This week the American Cancer Society announces its lung cancer screening guidelines. In short, we recommend that health care professionals with access to high-quality lung cancer screening and treatment centers should discuss screening with healthy patients aged 55 years to 74 years who have at least a 30-year history of pack-a-day cigarette smoking and who currently smoke or have quit within the past 15 years. The health care professional and patient should discuss all the known benefits and known harms associated with lung cancer screening.
These guidelines were developed after a meticulous process in which a group of cancer screening and treatment experts reviewed all the major lung cancer screening studies that have been published over the past several decades. [more]
Benefits vs. harm
The National Lung Screening Trial (NLST), published in 2011, heavily influences this recommendation. The NLST is a well-designed clinical trial. It studied 53,454 men and women in good health, aged 55 and over and at high risk of lung cancer because of their smoking history. The study assigned half of them to the test group of low-dose spiral CT scan, and half of them to a control group that received the standard single view chest X-ray.

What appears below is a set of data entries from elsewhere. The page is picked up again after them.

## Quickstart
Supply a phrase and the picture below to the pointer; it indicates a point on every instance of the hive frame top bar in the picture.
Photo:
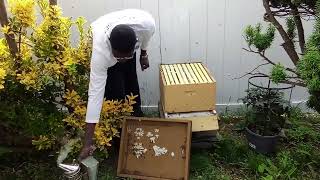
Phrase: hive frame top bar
(185, 73)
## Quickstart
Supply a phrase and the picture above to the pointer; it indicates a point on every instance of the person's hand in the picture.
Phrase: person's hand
(144, 61)
(87, 150)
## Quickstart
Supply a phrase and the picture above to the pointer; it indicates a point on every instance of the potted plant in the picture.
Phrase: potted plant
(266, 116)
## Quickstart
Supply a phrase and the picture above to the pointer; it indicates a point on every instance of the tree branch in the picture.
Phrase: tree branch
(297, 20)
(268, 60)
(10, 38)
(288, 44)
(53, 2)
(251, 72)
(301, 84)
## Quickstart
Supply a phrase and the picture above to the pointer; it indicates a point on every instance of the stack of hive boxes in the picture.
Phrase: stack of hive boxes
(188, 91)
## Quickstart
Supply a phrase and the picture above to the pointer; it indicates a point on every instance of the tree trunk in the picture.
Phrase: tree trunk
(288, 44)
(4, 21)
(297, 20)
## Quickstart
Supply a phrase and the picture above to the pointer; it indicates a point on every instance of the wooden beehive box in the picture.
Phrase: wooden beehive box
(186, 87)
(201, 121)
(173, 135)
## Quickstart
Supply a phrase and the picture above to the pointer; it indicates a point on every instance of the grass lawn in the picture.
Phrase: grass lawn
(298, 156)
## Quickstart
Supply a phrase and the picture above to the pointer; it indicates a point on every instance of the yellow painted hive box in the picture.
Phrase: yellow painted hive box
(187, 87)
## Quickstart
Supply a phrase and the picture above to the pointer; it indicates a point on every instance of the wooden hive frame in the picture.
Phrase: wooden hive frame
(186, 87)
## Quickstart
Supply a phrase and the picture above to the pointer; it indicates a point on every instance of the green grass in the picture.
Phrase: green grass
(298, 156)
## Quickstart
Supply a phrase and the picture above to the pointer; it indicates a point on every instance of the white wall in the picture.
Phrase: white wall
(194, 30)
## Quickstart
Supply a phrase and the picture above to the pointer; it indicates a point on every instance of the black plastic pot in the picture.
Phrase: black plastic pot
(262, 144)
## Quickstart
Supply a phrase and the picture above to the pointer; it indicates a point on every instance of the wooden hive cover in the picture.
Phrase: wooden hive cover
(188, 73)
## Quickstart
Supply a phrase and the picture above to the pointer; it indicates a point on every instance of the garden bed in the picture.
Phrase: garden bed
(297, 157)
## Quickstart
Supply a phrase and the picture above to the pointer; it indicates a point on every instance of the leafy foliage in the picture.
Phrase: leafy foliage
(43, 88)
(309, 68)
(268, 110)
(278, 73)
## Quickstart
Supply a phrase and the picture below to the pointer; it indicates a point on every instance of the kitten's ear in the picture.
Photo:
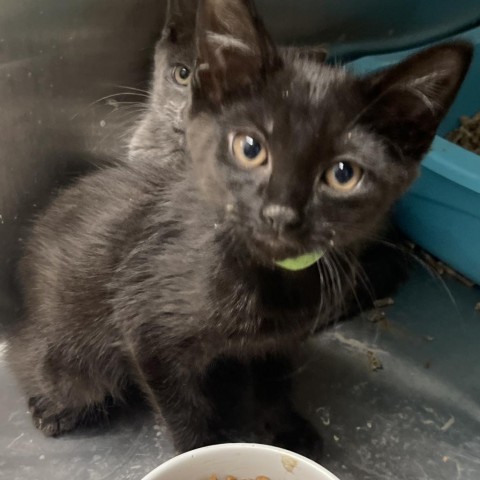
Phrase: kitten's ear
(407, 102)
(180, 21)
(234, 51)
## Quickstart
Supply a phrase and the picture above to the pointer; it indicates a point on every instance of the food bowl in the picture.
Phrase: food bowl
(241, 460)
(441, 212)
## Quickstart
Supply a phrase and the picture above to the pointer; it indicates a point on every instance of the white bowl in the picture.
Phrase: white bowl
(242, 460)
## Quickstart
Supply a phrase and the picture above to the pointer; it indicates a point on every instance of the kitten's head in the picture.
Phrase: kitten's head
(296, 156)
(161, 131)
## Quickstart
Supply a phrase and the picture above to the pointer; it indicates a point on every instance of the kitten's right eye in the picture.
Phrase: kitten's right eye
(181, 74)
(249, 152)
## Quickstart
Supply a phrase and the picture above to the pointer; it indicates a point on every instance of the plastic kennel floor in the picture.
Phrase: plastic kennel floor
(394, 399)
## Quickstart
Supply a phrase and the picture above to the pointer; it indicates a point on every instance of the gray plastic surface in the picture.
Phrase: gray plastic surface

Participants were screened 3 times over 2 years, then the number alive were assessed 5 to 7 years later.
There were 356 lung cancer deaths in those who’d gotten the CT scan, compared to 443 in the control X-ray group of the NLST. The difference of 87 lives saved from a lung cancer death represents a statistically significant 20% decrease in risk of lung cancer death. One way of looking at this is: among about 27,000 people screened with a CT scan, 87 lung cancer deaths were prevented, but 356 lung cancer deaths still occurred.
We need well-designed clinical trials such as the NLST to determine the benefit of lung cancer screening. A test can find disease and not result in lives saved. Also every test has a potential benefit and a potential harm. A screening recommendation should only be made when the benefit clearly justifies the risk of harm.

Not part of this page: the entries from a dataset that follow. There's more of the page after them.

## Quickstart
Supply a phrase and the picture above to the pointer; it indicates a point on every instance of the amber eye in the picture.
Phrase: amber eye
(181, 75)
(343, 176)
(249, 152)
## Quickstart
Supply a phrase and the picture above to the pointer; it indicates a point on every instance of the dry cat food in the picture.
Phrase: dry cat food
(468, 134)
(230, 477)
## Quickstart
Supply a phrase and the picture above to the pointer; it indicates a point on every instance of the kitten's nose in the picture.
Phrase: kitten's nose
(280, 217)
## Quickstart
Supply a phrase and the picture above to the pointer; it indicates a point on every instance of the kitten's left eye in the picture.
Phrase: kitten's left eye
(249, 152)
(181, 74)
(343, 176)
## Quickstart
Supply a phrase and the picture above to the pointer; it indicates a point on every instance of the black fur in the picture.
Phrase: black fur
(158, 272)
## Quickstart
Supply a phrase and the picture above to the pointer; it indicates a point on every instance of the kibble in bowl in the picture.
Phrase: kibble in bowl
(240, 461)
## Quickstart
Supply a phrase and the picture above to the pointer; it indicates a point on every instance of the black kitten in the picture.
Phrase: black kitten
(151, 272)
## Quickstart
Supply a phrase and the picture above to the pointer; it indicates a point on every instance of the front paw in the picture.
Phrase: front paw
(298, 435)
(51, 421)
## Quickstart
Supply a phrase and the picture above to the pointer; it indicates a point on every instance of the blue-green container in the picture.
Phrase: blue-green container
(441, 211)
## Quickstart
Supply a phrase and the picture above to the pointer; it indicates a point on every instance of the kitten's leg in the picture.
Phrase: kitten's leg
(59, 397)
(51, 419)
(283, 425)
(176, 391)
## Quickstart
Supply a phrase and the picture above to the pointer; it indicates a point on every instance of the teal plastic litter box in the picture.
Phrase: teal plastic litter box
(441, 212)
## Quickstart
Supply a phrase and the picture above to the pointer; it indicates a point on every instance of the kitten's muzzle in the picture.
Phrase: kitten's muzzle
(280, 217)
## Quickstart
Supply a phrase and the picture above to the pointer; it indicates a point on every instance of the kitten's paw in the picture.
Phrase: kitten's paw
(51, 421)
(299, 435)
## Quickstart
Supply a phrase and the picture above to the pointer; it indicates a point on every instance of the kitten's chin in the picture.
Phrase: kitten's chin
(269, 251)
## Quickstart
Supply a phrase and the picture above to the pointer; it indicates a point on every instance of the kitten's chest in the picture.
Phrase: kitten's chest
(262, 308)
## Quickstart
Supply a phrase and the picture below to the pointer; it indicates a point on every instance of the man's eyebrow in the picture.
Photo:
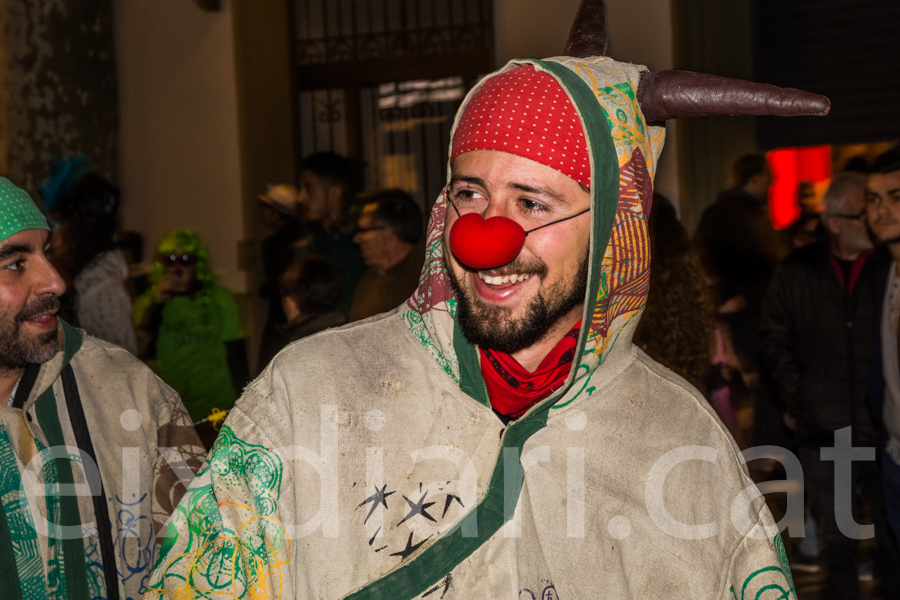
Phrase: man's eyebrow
(541, 191)
(11, 250)
(467, 179)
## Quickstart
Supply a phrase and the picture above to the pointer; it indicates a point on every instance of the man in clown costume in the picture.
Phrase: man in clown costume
(95, 450)
(498, 435)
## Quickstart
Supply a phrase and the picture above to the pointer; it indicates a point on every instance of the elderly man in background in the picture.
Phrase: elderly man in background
(79, 410)
(819, 319)
(390, 240)
(499, 436)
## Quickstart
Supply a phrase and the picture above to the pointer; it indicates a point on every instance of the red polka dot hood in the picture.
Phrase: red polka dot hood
(585, 122)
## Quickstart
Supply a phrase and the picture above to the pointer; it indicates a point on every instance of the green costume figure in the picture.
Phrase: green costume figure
(190, 326)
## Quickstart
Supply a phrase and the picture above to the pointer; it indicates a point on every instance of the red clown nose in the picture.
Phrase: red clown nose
(486, 244)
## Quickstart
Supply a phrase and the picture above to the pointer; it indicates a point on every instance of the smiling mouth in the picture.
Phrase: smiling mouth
(507, 279)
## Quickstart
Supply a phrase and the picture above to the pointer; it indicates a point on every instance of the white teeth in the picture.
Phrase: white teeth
(498, 280)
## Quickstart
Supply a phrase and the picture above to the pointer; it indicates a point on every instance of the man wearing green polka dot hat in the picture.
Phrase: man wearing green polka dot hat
(61, 389)
(19, 210)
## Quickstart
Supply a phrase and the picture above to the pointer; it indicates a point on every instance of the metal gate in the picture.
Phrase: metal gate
(380, 81)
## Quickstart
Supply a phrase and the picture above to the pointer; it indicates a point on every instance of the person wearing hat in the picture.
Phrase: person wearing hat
(278, 213)
(77, 410)
(499, 436)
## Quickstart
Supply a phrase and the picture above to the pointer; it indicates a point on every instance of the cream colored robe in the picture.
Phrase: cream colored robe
(365, 462)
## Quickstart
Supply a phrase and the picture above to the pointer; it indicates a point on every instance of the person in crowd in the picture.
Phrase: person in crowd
(740, 249)
(310, 295)
(64, 389)
(390, 239)
(499, 436)
(883, 217)
(816, 339)
(678, 326)
(191, 330)
(278, 213)
(328, 182)
(85, 250)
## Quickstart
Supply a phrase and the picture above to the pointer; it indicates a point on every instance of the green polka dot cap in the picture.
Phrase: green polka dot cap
(17, 210)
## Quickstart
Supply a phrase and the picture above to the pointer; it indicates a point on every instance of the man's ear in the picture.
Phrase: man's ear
(831, 224)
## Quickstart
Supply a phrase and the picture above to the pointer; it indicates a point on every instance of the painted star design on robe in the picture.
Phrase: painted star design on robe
(418, 508)
(379, 497)
(410, 547)
(449, 501)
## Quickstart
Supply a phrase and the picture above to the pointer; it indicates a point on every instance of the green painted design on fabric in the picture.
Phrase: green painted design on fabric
(95, 575)
(229, 546)
(471, 381)
(29, 565)
(431, 564)
(417, 325)
(784, 592)
(74, 576)
(18, 211)
(781, 552)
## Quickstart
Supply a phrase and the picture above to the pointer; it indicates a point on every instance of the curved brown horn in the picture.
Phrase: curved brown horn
(673, 94)
(588, 34)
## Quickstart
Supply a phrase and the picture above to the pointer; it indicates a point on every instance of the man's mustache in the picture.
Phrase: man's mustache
(39, 307)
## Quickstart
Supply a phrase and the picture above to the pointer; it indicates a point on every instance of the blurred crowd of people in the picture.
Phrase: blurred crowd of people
(791, 335)
(333, 255)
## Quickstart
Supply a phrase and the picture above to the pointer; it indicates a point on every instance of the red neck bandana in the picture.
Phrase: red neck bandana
(526, 113)
(512, 390)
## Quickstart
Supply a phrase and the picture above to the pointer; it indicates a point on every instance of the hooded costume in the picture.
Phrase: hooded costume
(366, 461)
(91, 409)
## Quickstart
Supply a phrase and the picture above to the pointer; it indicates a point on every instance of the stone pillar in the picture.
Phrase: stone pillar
(58, 93)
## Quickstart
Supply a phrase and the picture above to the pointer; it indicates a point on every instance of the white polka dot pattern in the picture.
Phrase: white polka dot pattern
(17, 210)
(526, 113)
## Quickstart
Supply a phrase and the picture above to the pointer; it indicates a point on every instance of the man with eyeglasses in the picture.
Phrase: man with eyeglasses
(190, 329)
(389, 236)
(883, 213)
(819, 319)
(499, 436)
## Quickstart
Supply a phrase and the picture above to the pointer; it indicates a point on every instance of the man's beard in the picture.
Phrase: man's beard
(490, 326)
(18, 351)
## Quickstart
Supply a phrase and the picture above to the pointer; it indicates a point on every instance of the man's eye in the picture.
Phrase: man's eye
(532, 207)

It is also important that we look at the harms of screening. Of the nearly 27,000 people who got 3 CT scans, 40% had an abnormal finding. They received additional diagnostic tests ranging from repeat CT scans to more invasive bronchoscopy (a tube placed in the mouth, down the throat and into the lungs), or even more invasive needle biopsies of the lung. More than 95% of these additional tests did not result in a cancer diagnosis.
Among those who got CT screening, a total of 16 participants died within 60 days after an invasive diagnostic procedure that was done to find out more about their abnormal finding (positive screen). Six of the 16 ultimately did not have lung cancer. It is not certain how many of these people died specifically due to the invasive procedure, but it does remind us that a screening test can lead to some dangerous diagnostic tests. Some have interpreted the NLST as showing that for every 5 to 6 lives saved from lung cancer, 1 life was lost due to screening and the additional diagnostic procedures.
The American Cancer Society recommends that screening be done at centers with expertise and experience in an effort to lower the number of false positive screens and extra diagnostic procedures (like bronchoscopy or needle biopsy).
Highest Risk People See Most Benefit of Screening
Cancer screening has the most benefit for those at high risk for death from the disease of focus, in this case, lung cancer. This is why the NLST focused on people over age 55 with a significant smoking history.
Non-smokers and people with a minimal or no history of smoking do get lung cancer, but they are at much lower risk. The American Cancer Society does not recommend screening for those at lower risk, because the risk of harm from screening remains significant but there is little evidence of benefit.
Informed Decision-Making is Key
There is a trend in screening guidelines. More often guidelines are recommending that clinicians and patients make a decision after being informed of what is known concerning benefits, limitations, and harms associated with a screening test. And both health care professionals and patients appreciate and understand that there are limitations and harms associated with many screening tests. These limitations can include worry, the inconvenience of secondary testing, and the complications and risk of death associated with some diagnostic tests done due to abnormal results.
As technology improves, there is growing concern about the identification of some small tumors that are technically cancer but are actually of no threat. These “overdiagnosis” tumors may lead to unnecessary treatment, unnecessary complications, and unnecessary discomfort – at times even death – for the patient. For those of us in the medical profession, it’s our job to keep these as few and far between as possible.
Still, for the group of people at high risk, the benefit of screening may outweigh the potential risks. If you fall into that group, tell your health care professional about your smoking history so he or she can begin a conversation with you about lung cancer screening.
Dr. Brawley is chief medical and scientific officer for the American Cancer Society.